Test of cookie spread using soft white wheat flour and other low protein flour to show protein % does not always predict performance.

These test results, provided by USW Bakery Consultant Roy Chung, show cookie spread increases and then declines as the flour protein percentage lowers, demonstrating that protein percentage alone is not an accurate predictor of performance.

Clean Label Input

“In addition, more wheat food manufacturers are looking for ways to ‘clean up’ their ingredient labels,” said USW Regional Technical Director Peter Lloyd. “USW can show SRC results to millers and bakers that prove flours from U.S. soft white wheat and SRW wheat can make beautiful end products without adding any ‘magic powder’ like enzymes that have to be added to medium protein wheat flour to make weak gluten products.”

USW has helped flour mills understand the advantages of SW by introducing SRC analysis and training mills to use the tool to expand their business. Vietnam is one example, where several flour mills use SRC analysis of flour products milled from SW to demonstrate how end-product performance is improved compared to flour milled from alternative wheat supplies.

“Our baking experts have already had several sessions with flour millers across South and North Asia about the benefits of evaluating flour from SW with SRC over protein levels alone,” said USW Regional Vice President Matt Weimar. “We were also pleased with the number of millers who participated in the June webinar on SRC, in which Roy Chung and Tarik Gahi, our Milling and Baking Technologist, demonstrated the SRC method. We also had a well-attended second session in July featuring Peter Lloyd discussing how to use SRC data to blend flour streams for better performance and profit.”

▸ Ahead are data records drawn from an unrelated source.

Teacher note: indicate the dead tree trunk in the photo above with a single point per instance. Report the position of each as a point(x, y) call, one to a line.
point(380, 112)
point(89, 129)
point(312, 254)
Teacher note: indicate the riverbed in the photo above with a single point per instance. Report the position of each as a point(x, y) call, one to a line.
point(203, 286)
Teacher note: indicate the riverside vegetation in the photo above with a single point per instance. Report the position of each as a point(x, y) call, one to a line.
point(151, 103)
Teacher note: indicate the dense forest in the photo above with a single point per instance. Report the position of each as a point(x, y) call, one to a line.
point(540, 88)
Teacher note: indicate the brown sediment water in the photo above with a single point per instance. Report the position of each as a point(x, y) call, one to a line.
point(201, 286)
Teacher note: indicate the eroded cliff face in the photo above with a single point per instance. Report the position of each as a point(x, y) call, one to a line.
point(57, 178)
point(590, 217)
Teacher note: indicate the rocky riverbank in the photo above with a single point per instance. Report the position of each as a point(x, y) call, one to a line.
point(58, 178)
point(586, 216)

Excellent SW Will Be Available

Buyers, millers and end-users can be reassured that excellent quality SW is available even with a short 2021/22 crop. Beginning stocks carry in 1.91 million metric tons of total U.S. white wheat following a 2020/21 PNW SW crop with excellent performance characteristics. Local USW offices and U.S. export grain companies are also prepared to help their customers develop tenders that will deliver the wheat qualities needed at the highest value possible.